玄関でコートを整える佐川を、結が腕を組んで見上げている。
「さがわ」
「はい、お嬢様」
「……でーと?」
佐川の手が止まる。
「い、いえ。デートではございません」
「ちがうの?」
「お茶を飲みに行くだけです」
結はじっと疑う目。
「ほんとに?」
「本当です」
そこへ妻が穏やかに口を挟む。
「結、今日は佐川はお休みよ」
「うん」
妻は佐川へやわらかな視線を向ける。
「休みなんだから、ゆっくりしてきなさい。今日は何も心配しなくていいから」
佐川は深く一礼する。
「ありがとうございます、奥様」
リビングから夫の声。
「楽しんでこい」
短いが、あたたかい。
佐川は小さく微笑む。
「行ってまいります」
ドアが静かに閉まる。
*
リビングに戻る結と妻。
夫がコーヒーを置きながら言う。
「俺たちもどこか出かけるか」
結がすぐに反応する。
「でぱーと!」
「デパートか」
「くりーむそーだ、のみたい!」
妻も笑う。
「いいわね。私も飲みたいです」
夫は頷く。
「決まりだな」
こちらも穏やかな休日が始まる。
*
待ち合わせ場所。
やわらかな日差しの下、相馬が立っている。
目が合う。
「佐川さん」
「相馬さん」
今日は仕事ではない。
だが自然と背筋が伸びる二人。
相馬が穏やかに言う。
「改めて。十四日、お誕生日おめでとうございます」
「ありがとうございます。相馬さんは十八日でしたね」
「ええ。同じ二月生まれ」
佐川が小さく笑う。
「同じ年齢、同じ大学、同じ主人に仕え……そして同じ誕生月」
「ここまで重なると、偶然とは思えませんね」
「ええ」
恋人同士ではない。
だが並んで歩く距離は自然だ。
相馬が言う。
「ランチを予約しています」
「え?」
案内されたのは、最高級ホテル内のレストラン。
佐川が足を止める。
「相馬さん、ここは……」
「はい」
「そこまでしていただかなくても」
相馬は穏やかに微笑む。
「こういう時ぐらいしか、お金を使う機会がありませんから」
「ですが」
「遠慮なく」
その言葉に、佐川の胸が少し締まる。
(元夫には……)
誕生日に、こんな風に祝われたことはなかった。
形式だけの言葉。
そこに温度はなかった。
今は違う。
温かみがある。
その事実が、緊張を生む。
*
席につき、ワインが運ばれる。
相馬がグラスを持ち上げる。
「四十七歳、おめでとうございます」
佐川も持ち上げる。
「相馬さんも、おめでとうございます」
「同い年ですね」
「ええ」
グラスが触れ合う。
料理が運ばれる。
話は自然と学生時代へ。
「慶明大学の頃、相馬様はどんな学生でしたか」
「真面目でしたよ。

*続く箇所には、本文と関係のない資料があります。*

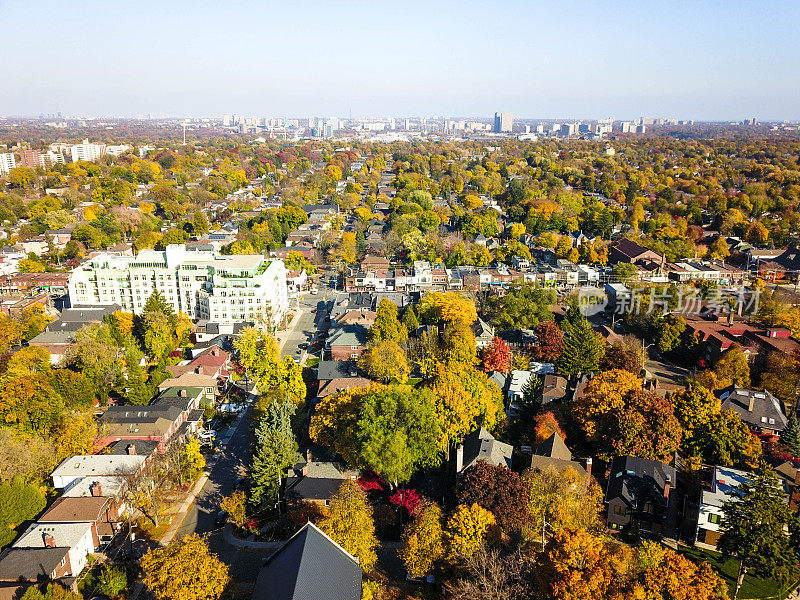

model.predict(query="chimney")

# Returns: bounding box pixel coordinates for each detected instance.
[180,389,187,398]
[748,393,756,412]
[43,533,56,548]
[126,443,136,455]
[90,481,102,497]
[455,443,464,474]
[585,457,593,484]
[727,311,734,326]
[306,448,312,464]
[664,474,672,500]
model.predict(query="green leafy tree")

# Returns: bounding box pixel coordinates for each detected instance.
[370,298,407,343]
[488,283,556,330]
[250,400,298,508]
[557,315,605,376]
[656,315,686,353]
[402,304,419,333]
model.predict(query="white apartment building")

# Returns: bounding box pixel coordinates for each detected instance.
[69,244,288,326]
[0,152,16,175]
[70,139,106,162]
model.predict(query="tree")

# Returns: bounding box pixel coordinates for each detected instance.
[488,283,555,330]
[718,467,797,584]
[310,384,440,486]
[446,503,497,562]
[358,340,409,383]
[456,461,528,532]
[370,299,407,343]
[536,528,617,600]
[482,337,512,374]
[761,351,800,406]
[235,327,305,403]
[446,545,536,600]
[0,477,47,548]
[612,262,639,282]
[713,345,751,388]
[94,564,128,597]
[401,304,419,333]
[429,364,505,449]
[656,315,686,353]
[320,480,378,571]
[418,292,477,328]
[600,336,644,375]
[557,315,605,377]
[192,211,210,235]
[141,534,229,600]
[636,542,727,600]
[181,438,205,482]
[441,323,477,366]
[220,490,248,529]
[534,320,565,363]
[400,501,445,578]
[525,465,604,540]
[781,413,800,457]
[610,390,683,461]
[0,373,65,433]
[573,369,641,440]
[672,385,720,456]
[250,400,297,508]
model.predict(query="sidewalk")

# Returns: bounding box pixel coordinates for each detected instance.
[275,308,302,352]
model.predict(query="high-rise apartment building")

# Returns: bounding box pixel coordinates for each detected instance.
[19,150,43,169]
[70,139,106,162]
[494,112,513,133]
[0,153,16,175]
[68,244,288,326]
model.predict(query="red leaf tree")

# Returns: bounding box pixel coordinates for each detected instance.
[534,321,565,363]
[389,488,421,514]
[482,337,512,374]
[456,461,528,532]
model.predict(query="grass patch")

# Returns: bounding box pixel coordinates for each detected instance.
[678,545,798,599]
[407,377,423,387]
[306,357,320,368]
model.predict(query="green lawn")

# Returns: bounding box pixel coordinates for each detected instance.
[306,356,320,368]
[679,546,798,599]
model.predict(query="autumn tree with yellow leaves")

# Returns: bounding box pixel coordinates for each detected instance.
[400,501,445,578]
[320,480,378,572]
[445,503,497,562]
[142,534,229,600]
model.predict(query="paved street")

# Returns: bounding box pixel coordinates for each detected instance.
[167,271,339,583]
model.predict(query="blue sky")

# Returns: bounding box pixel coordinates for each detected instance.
[1,0,798,120]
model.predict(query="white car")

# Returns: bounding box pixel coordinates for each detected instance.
[198,430,216,440]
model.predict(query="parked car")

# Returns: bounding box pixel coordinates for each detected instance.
[198,429,216,440]
[215,510,228,526]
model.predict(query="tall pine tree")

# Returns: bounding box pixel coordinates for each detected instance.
[557,315,605,377]
[781,412,800,457]
[250,401,298,508]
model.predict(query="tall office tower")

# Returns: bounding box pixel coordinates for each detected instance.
[494,111,513,133]
[222,114,231,126]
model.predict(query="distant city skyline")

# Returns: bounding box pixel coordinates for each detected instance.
[1,0,799,120]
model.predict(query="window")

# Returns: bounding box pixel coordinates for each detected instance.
[613,505,626,516]
[642,502,654,515]
[708,513,721,524]
[350,354,359,359]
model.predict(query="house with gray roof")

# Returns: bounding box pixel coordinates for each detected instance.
[454,428,512,474]
[326,325,369,360]
[252,522,362,600]
[715,385,787,434]
[605,456,675,538]
[529,433,588,480]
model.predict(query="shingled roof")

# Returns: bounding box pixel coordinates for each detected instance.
[252,522,362,600]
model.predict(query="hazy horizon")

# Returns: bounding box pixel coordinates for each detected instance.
[2,0,799,121]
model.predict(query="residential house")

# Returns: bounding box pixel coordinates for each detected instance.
[715,385,787,434]
[326,325,369,360]
[283,453,359,509]
[605,456,676,537]
[50,454,146,490]
[473,318,495,349]
[529,433,588,480]
[39,495,120,546]
[251,522,362,600]
[453,428,512,474]
[0,546,75,587]
[157,372,219,401]
[12,521,95,577]
[695,466,752,549]
[542,374,568,404]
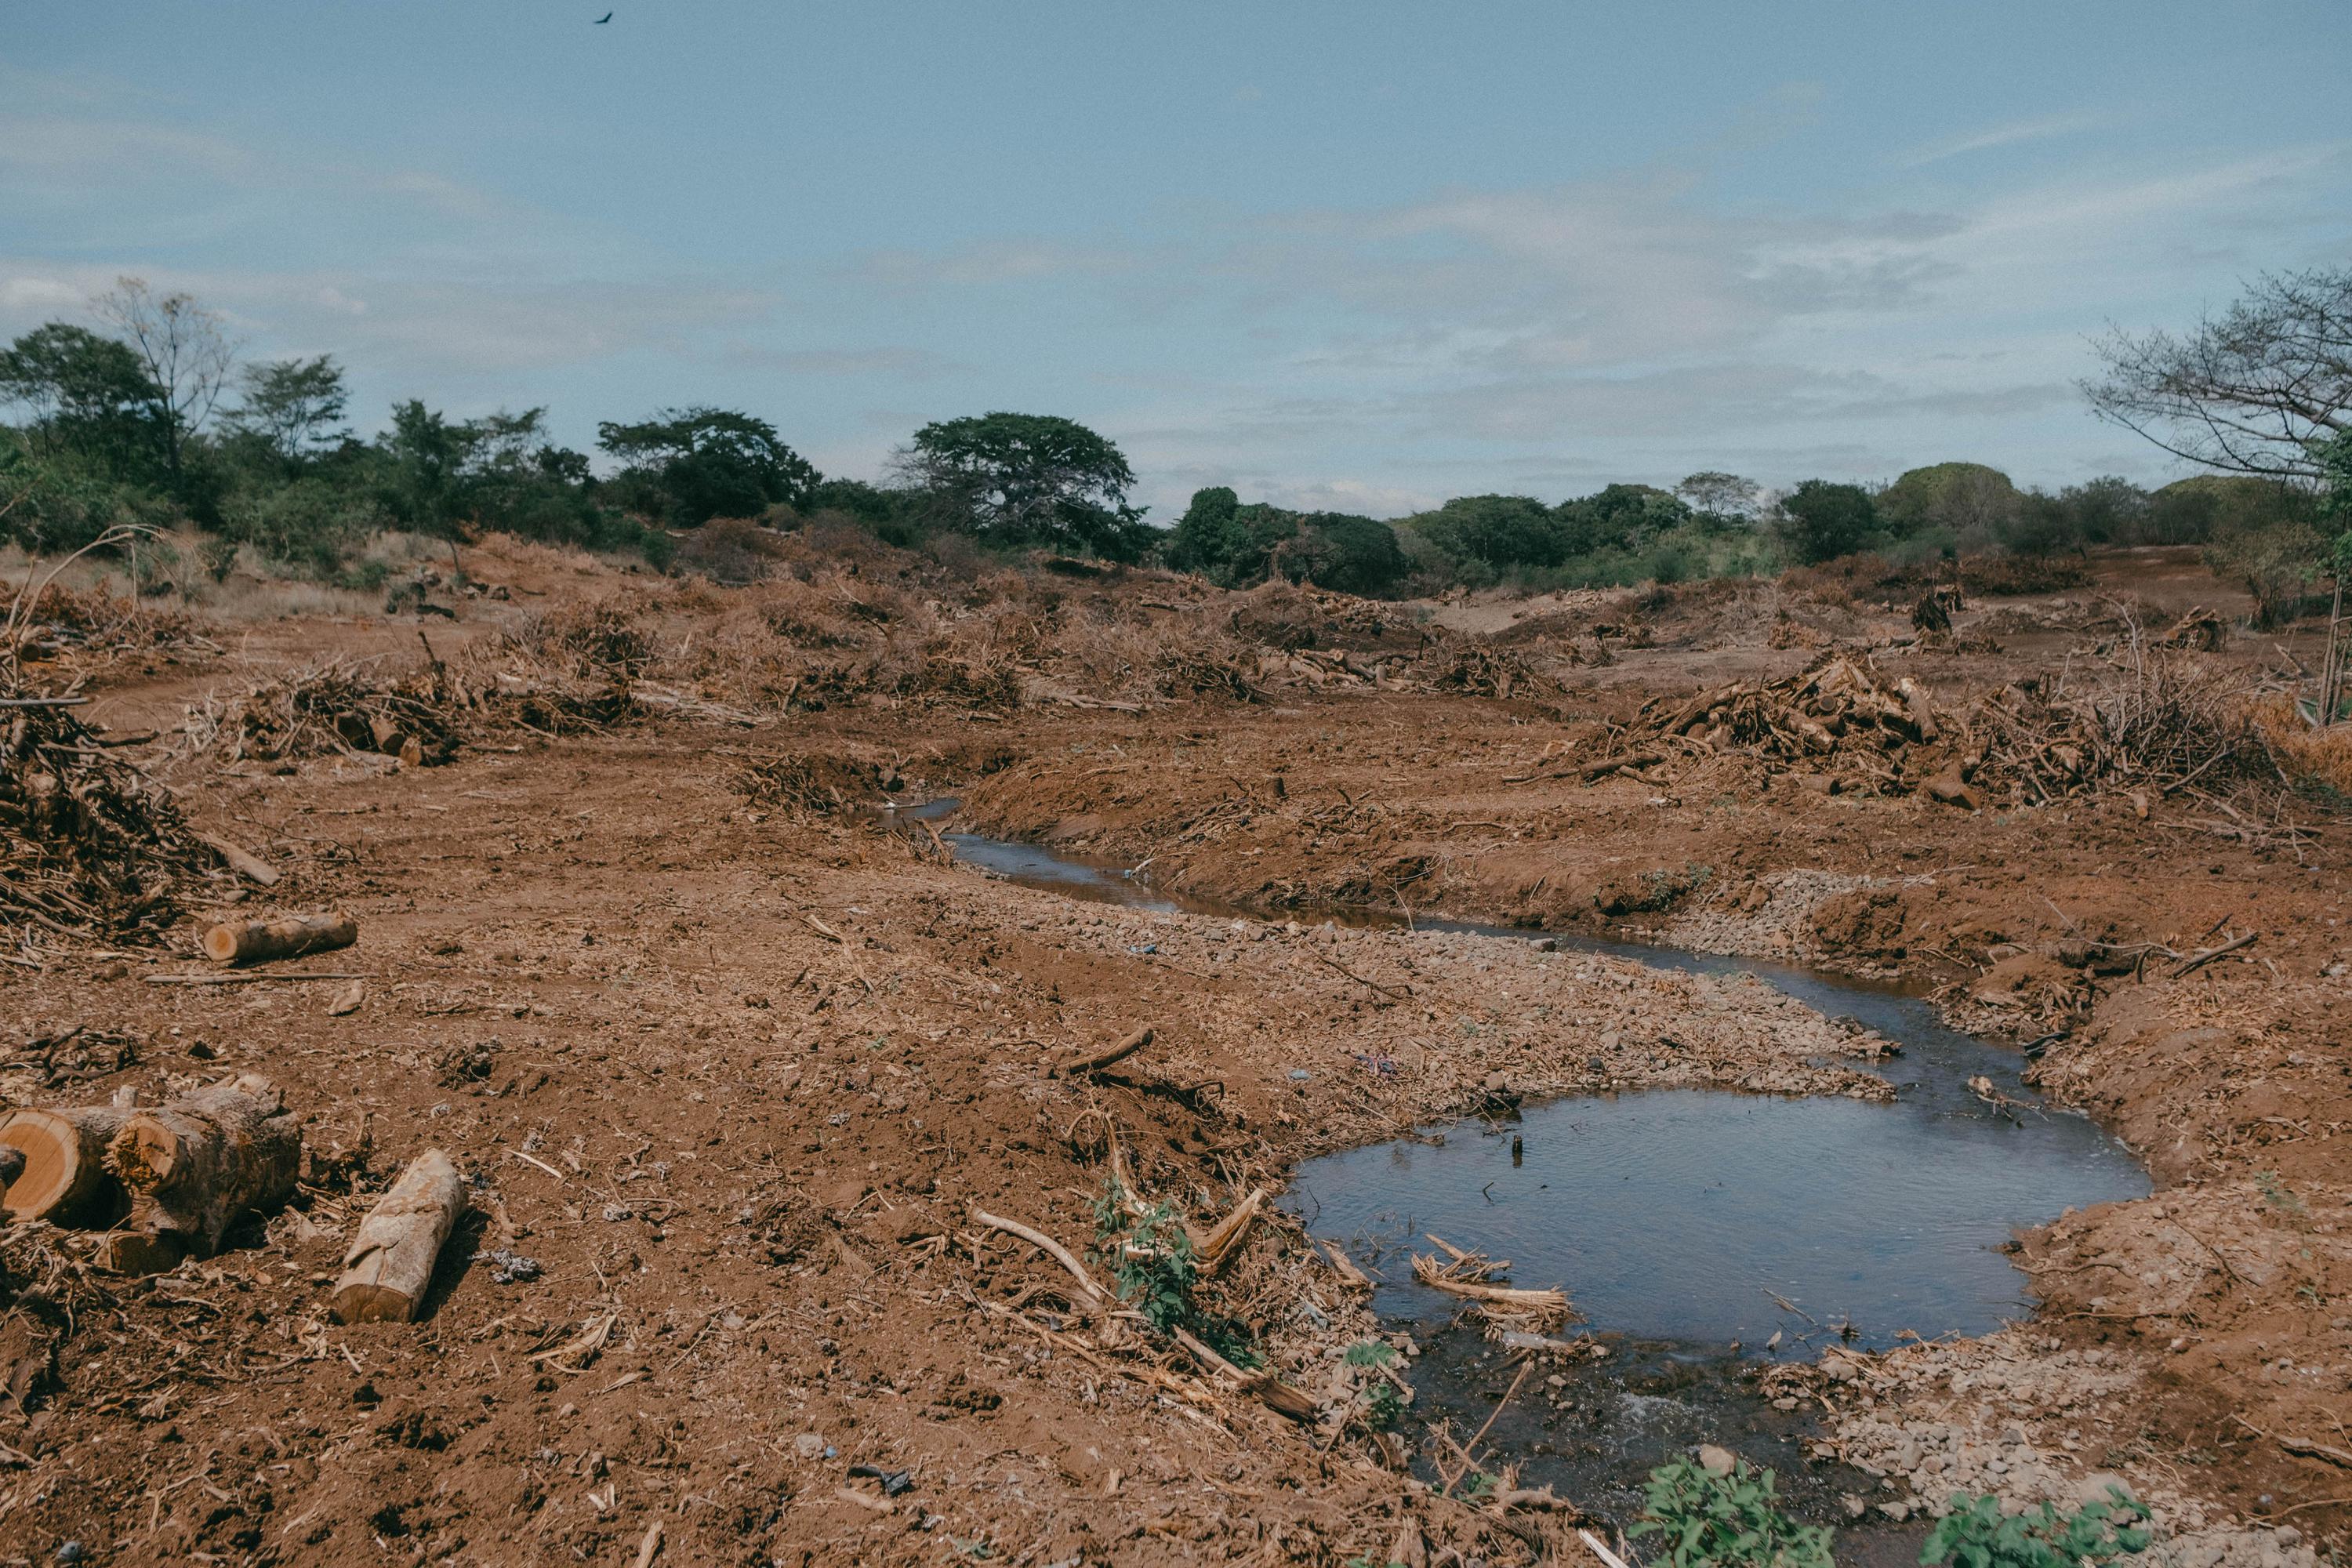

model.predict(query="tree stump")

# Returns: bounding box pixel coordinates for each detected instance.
[201,912,358,965]
[333,1149,465,1323]
[0,1106,136,1225]
[103,1073,301,1273]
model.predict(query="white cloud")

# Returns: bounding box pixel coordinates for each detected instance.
[1890,112,2111,169]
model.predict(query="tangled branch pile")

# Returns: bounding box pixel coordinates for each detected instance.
[1583,644,2287,812]
[1956,651,2280,807]
[185,655,468,768]
[0,696,222,945]
[1591,652,1940,793]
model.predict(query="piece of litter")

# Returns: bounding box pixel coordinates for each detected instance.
[475,1248,542,1284]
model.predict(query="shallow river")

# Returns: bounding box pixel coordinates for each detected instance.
[915,807,2149,1526]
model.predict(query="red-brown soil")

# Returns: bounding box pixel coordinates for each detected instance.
[0,538,2343,1566]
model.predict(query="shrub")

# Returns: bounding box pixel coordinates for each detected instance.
[1776,481,1882,565]
[1919,1490,2151,1568]
[1632,1457,1833,1568]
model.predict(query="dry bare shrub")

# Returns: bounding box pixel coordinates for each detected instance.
[183,656,465,768]
[2252,699,2352,802]
[735,751,900,816]
[671,517,793,585]
[1962,645,2278,804]
[500,600,655,679]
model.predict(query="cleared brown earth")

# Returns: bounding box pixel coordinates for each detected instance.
[0,538,2343,1566]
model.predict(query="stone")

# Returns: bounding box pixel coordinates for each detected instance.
[1697,1444,1736,1478]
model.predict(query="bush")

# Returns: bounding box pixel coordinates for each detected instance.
[1919,1489,2151,1568]
[1276,512,1408,596]
[1776,481,1882,564]
[1631,1457,1833,1568]
[2207,517,2329,627]
[217,474,388,577]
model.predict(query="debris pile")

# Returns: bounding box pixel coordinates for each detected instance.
[1586,650,1940,795]
[1,693,223,945]
[1578,645,2281,811]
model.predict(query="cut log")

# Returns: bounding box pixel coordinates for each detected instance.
[1047,1025,1154,1079]
[333,1149,465,1323]
[201,911,358,966]
[0,1105,136,1225]
[103,1073,301,1273]
[194,833,281,887]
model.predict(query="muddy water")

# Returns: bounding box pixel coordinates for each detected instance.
[914,806,2150,1530]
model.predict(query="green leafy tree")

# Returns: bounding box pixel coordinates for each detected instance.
[1776,480,1881,564]
[1406,493,1567,570]
[1677,470,1762,524]
[0,323,162,481]
[1632,1457,1833,1568]
[895,412,1149,559]
[596,406,818,527]
[2053,477,2151,546]
[1573,482,1694,554]
[1919,1489,2151,1568]
[1167,486,1302,584]
[225,355,351,468]
[1879,463,2022,543]
[1275,512,1408,596]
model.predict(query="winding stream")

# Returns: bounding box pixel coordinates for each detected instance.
[905,803,2150,1526]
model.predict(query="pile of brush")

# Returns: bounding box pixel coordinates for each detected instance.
[0,691,224,946]
[1955,651,2279,807]
[185,652,467,768]
[1579,649,1940,796]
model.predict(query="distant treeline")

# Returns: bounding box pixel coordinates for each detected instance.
[0,278,2334,615]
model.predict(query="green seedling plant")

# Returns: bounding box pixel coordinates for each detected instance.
[1343,1338,1406,1430]
[1920,1489,2151,1568]
[1089,1178,1261,1366]
[1632,1457,1835,1568]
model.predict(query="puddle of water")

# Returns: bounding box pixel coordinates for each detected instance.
[901,805,2151,1526]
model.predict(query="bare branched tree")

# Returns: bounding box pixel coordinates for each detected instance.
[2084,266,2352,485]
[92,276,236,482]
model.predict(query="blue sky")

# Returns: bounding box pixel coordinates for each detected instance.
[5,2,2348,518]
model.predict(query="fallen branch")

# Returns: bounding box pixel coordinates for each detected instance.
[1411,1253,1570,1316]
[969,1205,1109,1308]
[1048,1025,1155,1079]
[1310,951,1412,1001]
[2166,931,2257,978]
[194,833,280,888]
[201,911,357,966]
[1320,1240,1374,1289]
[145,971,369,985]
[1193,1187,1265,1274]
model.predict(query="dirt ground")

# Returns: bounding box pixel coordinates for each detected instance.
[0,537,2345,1566]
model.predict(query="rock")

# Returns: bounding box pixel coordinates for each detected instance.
[2075,1472,2133,1508]
[1877,1501,1911,1522]
[1697,1444,1736,1478]
[1924,770,1979,810]
[793,1432,827,1458]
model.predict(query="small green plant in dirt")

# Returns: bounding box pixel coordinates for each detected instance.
[1343,1338,1406,1429]
[2255,1170,2307,1217]
[1089,1178,1261,1365]
[1632,1457,1834,1568]
[1919,1489,2151,1568]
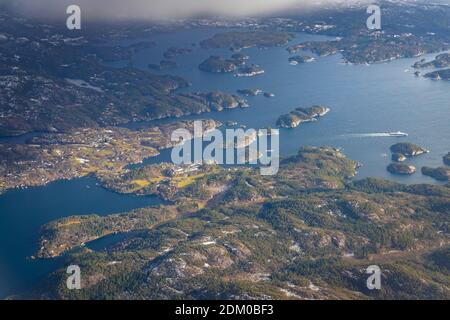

勉強と水泳一筋」
「意外です」
「佐川さんは?」
「……少し、生意気でした」
相馬が笑う。
「想像できません」
穏やかな時間。
笑い声。
春を感じる柔らかな光。
食事を終え、外へ出る。
相馬が空を見上げる。
「このまま、東京タワーへ行きませんか」
佐川の目が少し大きくなる。
「東京タワー……」
「散歩がてら」
佐川はうなずく。
「是非」
並んで歩く。
ふと、佐川の口からこぼれる。
「……まるで、デートみたいですね」
言った瞬間、はっとする。
「失礼いたしました」
相馬が立ち止まり、穏やかに笑う。
「デートです」
「……え」
「私はそのつもりでお誘いしました」
佐川の胸が高鳴る。
まだ恋人同士ではない。
だが。
確実に、距離は縮まっている。
東京タワーが青空に映える。
春の訪れを感じる、穏やかな日。
二人は並んで、その赤い塔へ向かって歩き出した。